Dal punto di vista delle capacità militari-industriali l’Italia è il terzo tra i quattro Paesi che hanno costituito il nucleo promotore della PESCO (Francia, Germania, Italia, Spagna) e la proposta dell’esenzione iva è tutta italiana, per la precisione un successo che la ministra della difesa Roberta Pinotti ascrive a se stessa.
“…L’esenzione dall’imposta del valore aggiunto – che potrà essere utilizzata da subito, per qualsiasi tipo di progetto dell’Eda – crea un interesse commerciale per tutti i programmi di cooperazione nella difesa…” ha dichiarato lo scorso ottobre Jorge Domecq, direttore generale dell’Eda.
Considerato che Leonardo-Finmeccanica è tra i primi produttori mondiali di armamenti la quota di gettito Iva a cui l’Italia rinuncerà nei suoi commerci europei costituirà l’ennesimo costo “nascosto” che i cittadini italiani pagheranno per sostenere il profittevole traffico d’armi. Infatti il saldo tra Iva non versata dai Paesi acquirenti tecnologia italiana e quella non versata dall’Italia per l’acquisto di tecnologie straniere sarà prevedibilmente negativo.
La PESCO si risolve quindi in una grande operazione di sostegno e rilancio del comparto industriale di riferimento.
Ne sono prova evidente, al di là dell’esenzione Iva, tutta una serie di misure dirette ed indirette volte a sostenere la catena del procurement (ricerca, sviluppo ed acquisizione): 1,5 miliardi di euro annui messi a disposizione dal Fondo europeo per la difesa (Edf) a partire dal 2020; la possibilità di finanziare i progetti attraverso la Banca europea per gli investimenti (Bei) e, non ultime, le indicazioni vincolanti per i Paesi aderenti contenute nel protocollo PESCO come l’aumento delle spese militari, l’aumento delle quote di budget da dedicare alla ricerca e sviluppo, lo snellimento decisionale in ambito militare.
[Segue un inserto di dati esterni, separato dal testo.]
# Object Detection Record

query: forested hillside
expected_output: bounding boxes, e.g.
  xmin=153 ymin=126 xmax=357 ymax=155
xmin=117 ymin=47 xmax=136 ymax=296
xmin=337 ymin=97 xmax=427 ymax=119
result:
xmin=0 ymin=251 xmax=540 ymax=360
Tutto questo pacchetto di regalie finanziarie e politiche alle industrie d’armi europee e nostrane restituisce un po’ di senso commerciale anche alla Guerra fredda 2.0 voluta dagli Stati Uniti e rivendicata dalle new entries NATO/Ue dell’est.
Lo spostamento della cortina di ferro dal Friuli e dalla Germania a ridosso dei confini russi, oltre a colpire duramente l’economia reale di Paesi come il nostro, ha infatti già prodotto un importante aumento delle spese militari in Paesi come Polonia, Romania Estonia, che hanno centrato il parametro NATO del 2% sul Pil mentre Lettonia e Lituania lo raggiungeranno entro il 2018. E anche se questi Paesi si considerano più vicini agli Stati Uniti che all’Unione europea è pur vero che la PESCO rende oggi decisamente più vantaggiosa e concorrenziale la mercanzia convenzionale made in Europe.
Certo mancano nei cataloghi del vecchio continente sistemi d’arma avanzati come i missili anti missile paragonabili al THAAD statunitense o all’S-400 russo o caccia bombardieri di quinta generazione (come l’F35 o il SU-57 russo). Per ciò che riguarda questi ultimi sembra essersi costituito un asse franco-tedesco per produrne uno europeo ma la cosa appare una “sparata” alquanto velleitaria considerati i costi/tempi molto dilatati per lo sviluppo e la situazione del mercato mondiale già conteso da statunitensi, russi e cinesi.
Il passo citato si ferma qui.